Everybody loves a hint
Much as balancing encounters offers an outside the fiction tool for making a game fairer, there exists a way for dungeon masters to keep the game moving forward if the players are stumped: hints. RPGs tend to have an element of resource management and puzzle hints can have that as well. Plan out hints that scale upward and are accessible in some way. Skill checks are one way to handle hints, while bigger hints (or even partial solutions) might cost inspiration if the players want to move forward without an organic solution.
“I build hints into every puzzle in tiers,” says Teague, “so players will get small hints at first and then slowly discover bigger hints if they are still stuck. A fatal mistake is for an impatient GM to give away the answer and take away a player's ‘Aha!’ moment, especially if they are really close to getting the answer. It is that epiphany that makes puzzle-solving so exhilarating, and I've actually seen players jump up and down and high-five each other in excitement when a solve is made as a team.”

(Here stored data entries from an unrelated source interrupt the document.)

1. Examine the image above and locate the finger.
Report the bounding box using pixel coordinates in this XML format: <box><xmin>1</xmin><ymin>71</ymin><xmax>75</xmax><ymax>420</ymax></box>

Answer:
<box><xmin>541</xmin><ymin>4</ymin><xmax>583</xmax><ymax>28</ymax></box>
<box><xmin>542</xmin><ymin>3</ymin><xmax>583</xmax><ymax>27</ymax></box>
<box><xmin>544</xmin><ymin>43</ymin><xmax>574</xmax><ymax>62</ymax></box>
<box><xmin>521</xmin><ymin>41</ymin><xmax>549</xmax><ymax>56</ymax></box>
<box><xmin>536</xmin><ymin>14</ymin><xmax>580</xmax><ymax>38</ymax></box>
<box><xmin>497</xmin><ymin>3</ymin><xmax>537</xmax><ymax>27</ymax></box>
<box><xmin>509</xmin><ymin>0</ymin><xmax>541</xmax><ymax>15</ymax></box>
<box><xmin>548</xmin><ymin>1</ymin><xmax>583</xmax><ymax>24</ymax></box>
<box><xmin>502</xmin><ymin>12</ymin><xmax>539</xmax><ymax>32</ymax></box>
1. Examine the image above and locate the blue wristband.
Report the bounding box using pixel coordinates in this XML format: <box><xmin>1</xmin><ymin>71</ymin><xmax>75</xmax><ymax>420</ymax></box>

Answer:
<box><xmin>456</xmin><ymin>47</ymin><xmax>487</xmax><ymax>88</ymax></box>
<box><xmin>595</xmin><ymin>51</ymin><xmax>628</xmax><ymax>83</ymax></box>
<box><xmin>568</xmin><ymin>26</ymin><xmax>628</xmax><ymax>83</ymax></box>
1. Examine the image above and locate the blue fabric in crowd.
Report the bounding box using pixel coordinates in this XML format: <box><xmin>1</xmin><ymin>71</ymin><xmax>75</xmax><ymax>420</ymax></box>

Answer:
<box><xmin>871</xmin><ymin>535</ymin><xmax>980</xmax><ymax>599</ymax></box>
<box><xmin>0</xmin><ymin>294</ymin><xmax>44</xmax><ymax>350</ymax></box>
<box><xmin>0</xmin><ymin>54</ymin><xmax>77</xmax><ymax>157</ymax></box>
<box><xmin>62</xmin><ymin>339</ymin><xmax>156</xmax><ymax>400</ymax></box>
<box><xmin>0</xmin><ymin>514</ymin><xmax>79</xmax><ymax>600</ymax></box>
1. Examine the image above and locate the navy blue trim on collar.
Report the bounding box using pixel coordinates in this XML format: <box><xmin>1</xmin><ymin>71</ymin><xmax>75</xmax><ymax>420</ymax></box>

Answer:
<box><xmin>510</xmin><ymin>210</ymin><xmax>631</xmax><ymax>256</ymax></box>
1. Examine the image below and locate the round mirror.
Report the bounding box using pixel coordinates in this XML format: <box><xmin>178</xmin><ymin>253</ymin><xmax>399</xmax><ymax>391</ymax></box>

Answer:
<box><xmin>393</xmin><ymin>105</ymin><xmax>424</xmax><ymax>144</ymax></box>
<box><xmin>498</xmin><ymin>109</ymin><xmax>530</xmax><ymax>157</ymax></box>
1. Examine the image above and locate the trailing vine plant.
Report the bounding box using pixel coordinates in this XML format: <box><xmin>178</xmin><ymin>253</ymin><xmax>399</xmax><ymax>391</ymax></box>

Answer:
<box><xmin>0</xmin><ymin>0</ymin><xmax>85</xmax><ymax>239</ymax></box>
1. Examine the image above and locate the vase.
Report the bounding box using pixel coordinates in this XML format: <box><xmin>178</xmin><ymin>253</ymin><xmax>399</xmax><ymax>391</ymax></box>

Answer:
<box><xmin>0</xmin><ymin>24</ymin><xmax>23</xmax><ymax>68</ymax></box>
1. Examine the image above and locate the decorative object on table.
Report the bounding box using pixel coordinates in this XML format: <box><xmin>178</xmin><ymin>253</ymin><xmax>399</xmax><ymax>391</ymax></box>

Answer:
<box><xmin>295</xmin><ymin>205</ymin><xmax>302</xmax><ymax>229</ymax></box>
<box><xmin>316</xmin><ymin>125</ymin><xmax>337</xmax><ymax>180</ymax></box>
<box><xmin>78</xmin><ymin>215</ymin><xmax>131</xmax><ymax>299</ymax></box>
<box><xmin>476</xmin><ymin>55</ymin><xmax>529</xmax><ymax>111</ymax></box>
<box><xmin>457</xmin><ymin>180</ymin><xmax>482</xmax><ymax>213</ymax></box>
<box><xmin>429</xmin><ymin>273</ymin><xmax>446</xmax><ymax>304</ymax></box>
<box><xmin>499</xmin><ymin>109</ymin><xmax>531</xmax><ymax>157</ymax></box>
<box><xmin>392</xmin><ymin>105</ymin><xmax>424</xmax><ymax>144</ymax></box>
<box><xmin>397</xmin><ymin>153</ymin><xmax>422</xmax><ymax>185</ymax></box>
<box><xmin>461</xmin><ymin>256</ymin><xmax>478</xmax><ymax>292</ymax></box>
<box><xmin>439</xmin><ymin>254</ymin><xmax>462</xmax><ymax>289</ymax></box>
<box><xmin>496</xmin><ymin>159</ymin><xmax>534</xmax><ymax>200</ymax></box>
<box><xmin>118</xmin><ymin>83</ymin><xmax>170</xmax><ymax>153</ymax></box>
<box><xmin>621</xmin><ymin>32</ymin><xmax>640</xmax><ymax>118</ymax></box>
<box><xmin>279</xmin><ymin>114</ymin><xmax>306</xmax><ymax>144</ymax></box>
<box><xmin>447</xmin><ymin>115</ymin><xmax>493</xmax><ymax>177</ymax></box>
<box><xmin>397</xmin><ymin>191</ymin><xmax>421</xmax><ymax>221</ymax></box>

This is an excellent opportunity to build hints into those skills that rarely see use, too. If a group has been stuck in a dungeon for a while, perhaps the ranger’s Nature skill comes into play by identifying an animal in one of the pictograms on the floor. Characters with a high intelligence score usually have skills like history, religion or arcana that can access noble succession, forgotten temple practices and magical clues. Other team members can help out with their skills, such as a bard’s Performance skill allowing them to read music notes carved into a wall or perhaps a Sleight of Hand check from the rogue to give the party a false start or two if they pull the wrong lever without hitting them with consequences.
If all else fails, punch it
Dungeon masters should also consider what happens if the players, even with hints, can’t pull together the solution for a puzzle. Everybody has a bad night sometimes and the players might not have the mental room to put together a solution. If the puzzle is blocking something optional such as a cool item, failing to figure it out is not as bad. At worst, it gets skipped; at best, someone might figure out a solution later and encourage the group to come back to it.
If the players are stuck somewhere important, such as the vault door to the lich’s tomb, an alternate solution should present itself. Perhaps the heroes can brute force their way through the puzzle at a cost to valuable resources. Maybe the barbarian can power through the trapped floor tiles and soak up the damage to get everyone through. Maybe the wizard can spend spell slots to break the sigils on the locked door rather than figuring out how to disarm them naturally. The heroes might be able to get access if they take more time, but that gives their hated rival a chance to walk right in because they know the solution. A combat solution might also happen. After too many wrong guesses, the tomb guardians are summoned and one of them has the key to the puzzle on them that can be used after the players emerge victorious.
Or, for that matter, the players could just decide to go jump their rival and take their solution.